La feria del libro in Madrid

Here is a bit of a paradox: I love literature (so much that I made it my livelihood), I love books, but I really do not like Madrid’s huge annual book fair: La Feria del Libro.

Every year, the first two weeks in June, hundreds of bookstores and publishers set up camp in Madrid’s beautiful Retiro Park. Every day, there are book signings, conferences, debates, colloquia, and, of course, bars, ice cream stands, and all sorts of other associated entertainment.

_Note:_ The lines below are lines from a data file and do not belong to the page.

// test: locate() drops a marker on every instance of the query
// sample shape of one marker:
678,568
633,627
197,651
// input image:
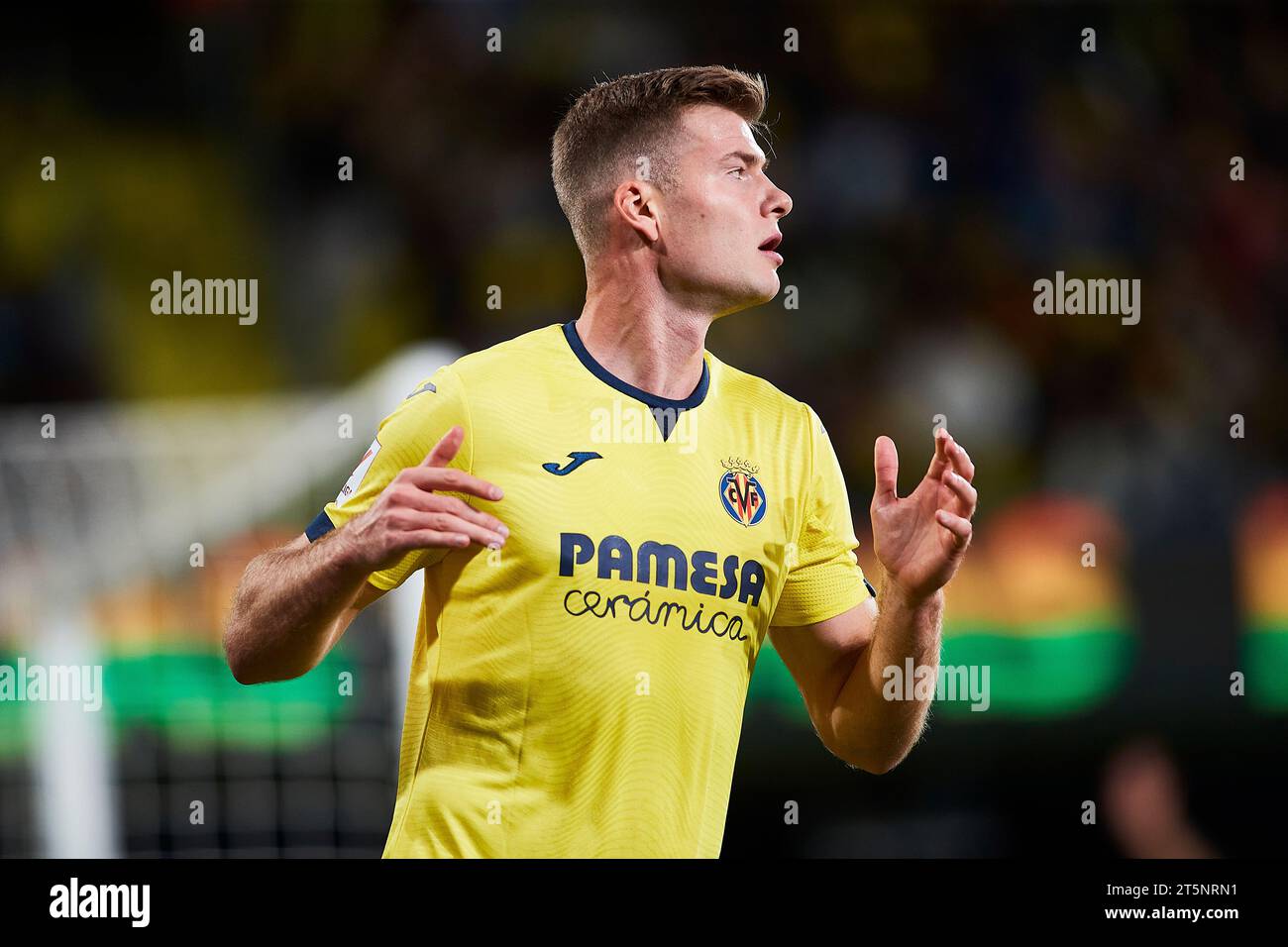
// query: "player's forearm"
872,731
286,607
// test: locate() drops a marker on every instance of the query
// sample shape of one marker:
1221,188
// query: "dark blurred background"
914,302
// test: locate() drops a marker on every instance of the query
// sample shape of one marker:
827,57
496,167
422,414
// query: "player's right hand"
412,514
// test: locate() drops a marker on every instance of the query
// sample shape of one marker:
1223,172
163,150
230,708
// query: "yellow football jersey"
580,692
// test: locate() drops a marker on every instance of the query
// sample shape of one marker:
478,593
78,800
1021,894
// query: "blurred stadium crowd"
914,300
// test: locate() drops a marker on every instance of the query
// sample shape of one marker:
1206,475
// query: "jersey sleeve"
402,440
824,578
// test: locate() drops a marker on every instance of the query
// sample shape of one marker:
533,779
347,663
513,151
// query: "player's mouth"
771,248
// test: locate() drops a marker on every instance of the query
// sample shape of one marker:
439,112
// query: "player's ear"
636,202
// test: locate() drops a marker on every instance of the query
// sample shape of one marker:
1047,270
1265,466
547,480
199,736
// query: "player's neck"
644,339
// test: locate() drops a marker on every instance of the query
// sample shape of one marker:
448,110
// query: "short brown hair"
616,123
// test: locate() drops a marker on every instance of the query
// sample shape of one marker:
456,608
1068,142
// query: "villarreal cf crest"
741,492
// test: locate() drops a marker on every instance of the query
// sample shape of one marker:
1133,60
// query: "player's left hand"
921,539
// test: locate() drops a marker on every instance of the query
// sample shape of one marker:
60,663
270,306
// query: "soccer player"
587,637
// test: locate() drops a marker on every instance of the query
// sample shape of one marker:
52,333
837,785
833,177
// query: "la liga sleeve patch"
355,480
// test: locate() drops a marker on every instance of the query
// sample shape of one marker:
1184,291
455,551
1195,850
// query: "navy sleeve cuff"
322,525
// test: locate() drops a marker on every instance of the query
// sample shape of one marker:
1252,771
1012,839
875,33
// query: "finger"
939,463
464,510
967,493
885,462
958,527
430,539
961,462
447,522
429,501
446,449
449,478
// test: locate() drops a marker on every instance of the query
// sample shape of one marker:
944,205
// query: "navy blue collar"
670,407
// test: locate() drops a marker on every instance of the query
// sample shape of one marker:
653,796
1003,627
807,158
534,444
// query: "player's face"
722,214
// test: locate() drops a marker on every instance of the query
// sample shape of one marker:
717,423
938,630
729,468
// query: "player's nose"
780,202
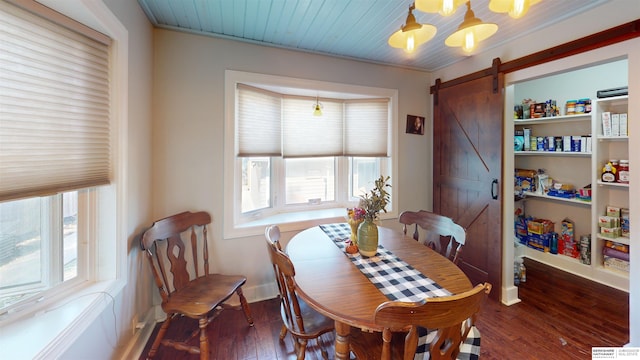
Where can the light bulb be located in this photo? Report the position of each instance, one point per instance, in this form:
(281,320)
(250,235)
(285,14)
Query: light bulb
(469,42)
(519,8)
(411,43)
(447,8)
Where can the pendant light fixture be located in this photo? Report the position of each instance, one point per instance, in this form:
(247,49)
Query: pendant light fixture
(412,34)
(470,32)
(317,108)
(443,7)
(515,8)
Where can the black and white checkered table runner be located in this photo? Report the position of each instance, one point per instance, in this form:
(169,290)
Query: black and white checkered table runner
(399,281)
(396,279)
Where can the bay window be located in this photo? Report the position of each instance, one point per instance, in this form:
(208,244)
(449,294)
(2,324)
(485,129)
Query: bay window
(284,162)
(55,151)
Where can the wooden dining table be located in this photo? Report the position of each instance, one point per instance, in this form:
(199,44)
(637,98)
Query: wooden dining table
(330,283)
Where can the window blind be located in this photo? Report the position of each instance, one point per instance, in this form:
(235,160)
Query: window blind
(271,124)
(366,128)
(258,122)
(54,107)
(305,135)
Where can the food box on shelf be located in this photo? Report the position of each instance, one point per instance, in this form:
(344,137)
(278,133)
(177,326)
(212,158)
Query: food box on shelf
(524,180)
(539,226)
(539,241)
(585,193)
(567,244)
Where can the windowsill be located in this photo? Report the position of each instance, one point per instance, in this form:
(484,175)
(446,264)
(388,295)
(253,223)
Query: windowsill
(49,331)
(294,221)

I try to avoid it, but I still go and walk around together with thousands of other folks who are looking for celebrity author sightings and signings and are willing to stand in line for hours to get a book signed.

This year was a bit different for me. Celia found out that Carmen Lomana, an old employee of my dad’s in London, who is now a bit of a celebrity, was signing her memoirs. We went to her booth, chatted with her for a few minutes about life in London in the early 80s, and bought her book for Mom, which Lomana kindly signed.

We also walked around, bought a couple of books, some overpriced ice cream, and enjoyed the throngs of people.

So if you are in Madrid the first couple of weeks in June and you love books (or don’t), go to the Retiro Park and enjoy the Feria del Libro with hundreds of other book lovers.

PS: Statistics show that for the last few years, while book sales are up, book reading is down. Someone explain that to me -or don’t bother.